Data generated, processed and stored throughout the course of a research project is a valuable asset involving significant resources. Thus, it is important that we understand your computing and data management needs. All Phase II applicants for the American Family Funding Initiative awards will need to submit a document describing their plan to manage the data involved in the proposed project, as well as the computing resources that will be required to process that data. This plan is not part of the initial application for funding.
The prompts provided below will help you create a narrative document outlining your computing and data management needs. Please limit this document to no more than 2 pages. A complete plan will describe your data process and articulate a clear vision of your technical approach and your computational resource requirements. Including specifics about all the tools you will use is not essential. This document includes resources that can help you access available computing tools and understand costs.
NOTE: If you expect your project will use proprietary (American Family) data or materials, then we ask you to communicate directly with AmFam Research about computing and data arrangements.
Components of the plan should include:
1) Your Research Data Inventory
You will need to create an inventory of the data you plan to use or collect.
- What type of data is involved (e.g., text, images or algorithms)?
- What is the source of the data?
- Are the data and/or other deliverables considered standard or proprietary?
- Will it be generated by this project or accessed from another source?
- Does the data need to be regulated in any way (e.g., proprietary or HIPAA or IRB regulated)?
- Where will the data be stored during the project and after the project?
- What software and/or platforms will be required to work with the data?
- What is the estimated amount of data to be collected or accessed?
- Will you share the data outside your team? With whom?
- What documentation will you create to ensure the data is usable in the future?
- Who are the team member(s) responsible for managing and documenting your research data? Please provide name(s), title(s) and email address(es).
Do you have questions about your data management needs?
Additionally, this website provides guidance on how to write a data management plan: https://researchdata.wisc.edu/how-to-create-a-dmp
2) Your Computing and Storage Resource Requirements
Create a list of computing resource requirements for your project.
- Do you have a set of tools you are comfortable using and prefer?
- Examples: R/RStudio, Python, Jupyter Notebook/Lab/Hub, PyCharm, Other IDEs, Excel….
- What types of computing and data processing are involved in your project? Please share with us your current understanding of your computing needs. What support will you need should your project be selected for funding?
- How will you process the data?
- Will you process data in stages?
- How will the data be accessed for computing?
- What is the frequency of processing and/or data access?
- How much overall compute time do you need? Please provide an estimate in hours.
- Will you need high throughput, high performance or GPU computing (for example, to analyze data or train models)?
- Are there security considerations beyond those indicated above in your data inventory?
- Will you share data with additional collaborators, especially outside of the UW?
- What team member(s) will be responsible for managing and documenting your computing requirements?
- What are the costs associated with the required computing or storage resources? If you aren’t sure of a specific dollar amount, consider using our “T-shirt sizes” to help you estimate costs.

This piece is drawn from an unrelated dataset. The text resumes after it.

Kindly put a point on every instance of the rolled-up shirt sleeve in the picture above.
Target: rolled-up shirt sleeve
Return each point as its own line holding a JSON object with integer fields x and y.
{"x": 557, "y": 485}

Do you have questions or need more information about your computing and storage resource requirements or costs?
The resources listed below are broadly available to faculty and staff on campus:
- https://researchci.it.wisc.edu/: Research Cyberinfrastructure can advise, consult and refer you to UW resources.
- https://researchdata.wisc.edu/: Research Data Services can advise and consult on data lifecycle management and data management plans.
- https://storage.researchdata.wisc.edu/: The Data Storage Finder Tool is an interactive website to match storage offerings to your specific needs.
- https://it.wisc.edu/services/#research: This site lists IT resources useful to researchers. Your department may have additional tools or collaboratives.
- UW has contracts with cloud computing vendors AWS, Azure and GCP. Each provides campus with services at or below their published rates (AWS, Azure and GCP). The calculators can be challenging to use if you are not familiar with them, so feel free to reach out to Research Cyberinfrastructure (contact information below).
- https://chtc.cs.wisc.edu: The Center for High Throughput Computing can partner with researchers who have more extensive computing needs.
We recommend you contact your local IT staff for guidance on resource availability and usage within your unit or department. Your department may have access to additional, more domain-targeted resources. If your unit or department does not currently use any of the services listed above or is unsure how to proceed with your use case, please feel free to contact Research Cyberinfrastructure for help (Research Cyberinfrastructure or firstname.lastname@example.org)
The Data Science Institute has GPU resources you can use for your project. Contact email@example.com for more information.
Campus and local services may not be appropriate for projects that involve proprietary or restricted data. In these situations, should your project be selected for funding, we ask you to communicate directly with AmFam Research about computing and data arrangements if this is the case.